Mixed blepharitis, which is the most common, is caused by a combination of both anterior and posterior blepharitis.
Blepharitis isn't contagious.
Stats and Incidence
Although blepharitis is one of the most common ocular disorders, epidemiological information on its incidence or prevalence within defined populations is lacking. One single-center study of 90 patients with chronic blepharitis noted that the mean age of patients was 50 years. Compared with patients with other forms of blepharitis, patients with staphylococcal blepharitis were found to be relatively younger (42 years old) and most were female (80%). A survey of a representative sample of U.S. adults (n = 5000) revealed that typical symptoms associated with blepharitis are quite common, and that younger people report more frequent symptoms than older individuals. In another study in the same report, ophthalmologists and optometrists reported that blepharitis was commonly seen in clinical practice in 37% and 47% of their patients, respectively.
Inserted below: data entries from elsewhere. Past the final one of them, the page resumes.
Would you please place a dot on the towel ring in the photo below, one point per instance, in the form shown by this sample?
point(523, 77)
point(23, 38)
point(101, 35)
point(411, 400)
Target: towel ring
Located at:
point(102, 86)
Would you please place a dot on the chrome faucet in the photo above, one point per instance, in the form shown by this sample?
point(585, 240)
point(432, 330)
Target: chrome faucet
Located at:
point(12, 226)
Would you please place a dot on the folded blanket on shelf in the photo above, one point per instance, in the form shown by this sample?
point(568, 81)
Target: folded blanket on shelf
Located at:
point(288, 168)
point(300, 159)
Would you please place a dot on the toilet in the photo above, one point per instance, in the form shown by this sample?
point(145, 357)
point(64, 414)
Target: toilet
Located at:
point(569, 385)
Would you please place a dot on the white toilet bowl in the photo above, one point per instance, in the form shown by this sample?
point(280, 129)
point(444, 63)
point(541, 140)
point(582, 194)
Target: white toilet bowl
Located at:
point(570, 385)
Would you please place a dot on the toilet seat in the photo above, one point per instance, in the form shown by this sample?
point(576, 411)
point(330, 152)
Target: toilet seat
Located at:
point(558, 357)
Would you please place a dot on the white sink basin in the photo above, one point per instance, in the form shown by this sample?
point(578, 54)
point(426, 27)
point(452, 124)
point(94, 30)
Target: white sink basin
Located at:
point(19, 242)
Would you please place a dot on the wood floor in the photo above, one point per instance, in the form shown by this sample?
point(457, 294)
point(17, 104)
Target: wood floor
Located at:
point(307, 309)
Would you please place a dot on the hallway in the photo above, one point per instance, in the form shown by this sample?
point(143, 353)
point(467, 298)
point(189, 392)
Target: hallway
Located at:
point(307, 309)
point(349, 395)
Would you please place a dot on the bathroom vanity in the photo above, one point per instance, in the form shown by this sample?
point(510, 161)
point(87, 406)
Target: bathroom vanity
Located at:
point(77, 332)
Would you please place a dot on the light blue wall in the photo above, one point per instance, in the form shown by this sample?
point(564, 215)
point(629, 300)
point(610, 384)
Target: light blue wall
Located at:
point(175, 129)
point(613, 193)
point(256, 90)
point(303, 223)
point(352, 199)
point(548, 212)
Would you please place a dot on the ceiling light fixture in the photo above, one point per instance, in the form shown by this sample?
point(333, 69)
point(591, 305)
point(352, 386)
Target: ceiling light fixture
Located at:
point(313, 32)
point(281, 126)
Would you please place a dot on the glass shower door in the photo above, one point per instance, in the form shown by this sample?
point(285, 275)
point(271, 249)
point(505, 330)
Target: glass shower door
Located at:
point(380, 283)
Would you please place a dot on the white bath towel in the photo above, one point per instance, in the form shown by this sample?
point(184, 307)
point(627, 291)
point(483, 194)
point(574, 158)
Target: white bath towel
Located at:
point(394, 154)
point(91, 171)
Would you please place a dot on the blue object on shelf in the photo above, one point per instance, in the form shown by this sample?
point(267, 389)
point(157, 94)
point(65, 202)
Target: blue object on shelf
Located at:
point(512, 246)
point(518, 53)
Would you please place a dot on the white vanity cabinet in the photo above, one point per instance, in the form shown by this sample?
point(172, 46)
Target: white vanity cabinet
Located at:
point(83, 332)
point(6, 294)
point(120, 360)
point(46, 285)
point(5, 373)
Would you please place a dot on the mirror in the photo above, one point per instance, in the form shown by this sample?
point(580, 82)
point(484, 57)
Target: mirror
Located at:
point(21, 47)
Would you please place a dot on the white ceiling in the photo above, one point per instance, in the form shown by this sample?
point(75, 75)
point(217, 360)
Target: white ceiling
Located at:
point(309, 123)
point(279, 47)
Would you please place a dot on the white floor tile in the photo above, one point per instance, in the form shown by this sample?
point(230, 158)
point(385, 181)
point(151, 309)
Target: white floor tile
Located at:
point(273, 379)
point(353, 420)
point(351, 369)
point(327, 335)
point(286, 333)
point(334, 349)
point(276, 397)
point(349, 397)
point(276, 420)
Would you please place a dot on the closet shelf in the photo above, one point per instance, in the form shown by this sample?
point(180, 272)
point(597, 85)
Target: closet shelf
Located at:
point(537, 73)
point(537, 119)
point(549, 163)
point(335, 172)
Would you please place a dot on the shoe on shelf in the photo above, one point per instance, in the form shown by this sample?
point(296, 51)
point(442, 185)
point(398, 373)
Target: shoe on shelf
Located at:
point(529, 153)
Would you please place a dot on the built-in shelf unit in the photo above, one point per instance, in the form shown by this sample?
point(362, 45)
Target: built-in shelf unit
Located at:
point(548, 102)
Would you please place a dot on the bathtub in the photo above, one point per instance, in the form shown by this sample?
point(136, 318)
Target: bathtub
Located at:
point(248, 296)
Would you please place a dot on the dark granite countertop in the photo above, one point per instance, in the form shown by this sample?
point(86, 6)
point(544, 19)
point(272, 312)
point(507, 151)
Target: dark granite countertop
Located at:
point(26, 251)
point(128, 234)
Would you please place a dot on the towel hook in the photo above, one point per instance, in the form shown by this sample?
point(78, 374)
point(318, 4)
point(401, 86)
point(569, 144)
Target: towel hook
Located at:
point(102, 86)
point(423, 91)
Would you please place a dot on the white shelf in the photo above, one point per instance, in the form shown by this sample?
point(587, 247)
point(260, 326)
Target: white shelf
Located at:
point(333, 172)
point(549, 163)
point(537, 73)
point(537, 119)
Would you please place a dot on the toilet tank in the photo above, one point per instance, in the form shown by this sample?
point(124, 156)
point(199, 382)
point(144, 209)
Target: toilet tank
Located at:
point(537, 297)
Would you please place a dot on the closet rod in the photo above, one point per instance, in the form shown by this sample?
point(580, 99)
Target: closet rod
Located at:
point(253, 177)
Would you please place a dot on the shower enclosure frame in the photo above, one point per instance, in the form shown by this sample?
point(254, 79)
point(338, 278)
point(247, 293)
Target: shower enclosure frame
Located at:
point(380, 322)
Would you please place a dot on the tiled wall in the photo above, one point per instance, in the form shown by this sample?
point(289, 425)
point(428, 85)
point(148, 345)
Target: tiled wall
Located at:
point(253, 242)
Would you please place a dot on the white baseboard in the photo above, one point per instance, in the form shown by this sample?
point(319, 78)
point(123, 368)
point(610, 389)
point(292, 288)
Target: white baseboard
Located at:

According to statistical data, Chronic Blepharitis has the highest incidence of eye diseases. In a survey conducted in the United States (USA), 37% to 47% of patients seen by respondents were diagnosed with blepharitis. In 2014, blepharitis accounted for 700,000 patient visits in the USA. In the past, there has been considerable confusion over the pathophysiology, and thus the definition of blepharitis. Because of these uncertainties, an accurate assessment of the prevalence and incidence of the disease has been difficult to achieve. The objective of this study was to review the literature to present and contribute to the readers information on the incidence and prevalence of chronic blepharitis in the world, and to identify the best medical treatments and interventions. Based on the literature review, there are still many information gaps regarding the best treatment for chronic blepharitis as well as dysfunction of Meibomian gland (DMG).
In conclusion, it is imperative to create multi-centre randomized studies to better understand what is the best treatment for these diseases in order to at least ensure improved quality of life throughout the entire treatment.
Blepharitis is usually a long-term condition. Most people experience repeated episodes, separated by periods without symptoms. It can't usually be cured, but a daily eyelid-cleaning routine can help control the symptoms and prevent permanent scarring of the eyelid margins.
There are three main steps to eyelid hygiene that should be performed once or twice a day:
- using a warm compress – to make the oil produced by the glands around your eyes more runny
- gently massaging your eyelids – to push the oils out of the glands
- cleaning your eyelids – to wipe away any excess oil and remove any crusts, bacteria, dust or grime that might have built up
More severe cases may require antibiotics that are either applied to the eye or eyelid directly, or taken as tablets.
For posterior blepharitis, long-term oral tetracycline, minocycline, or doxycycline is more effective than topical antibiotics, especially for patients with rosacea. As little as one pill twice a week can maintain a relatively good therapeutic dose in these patients for long periods.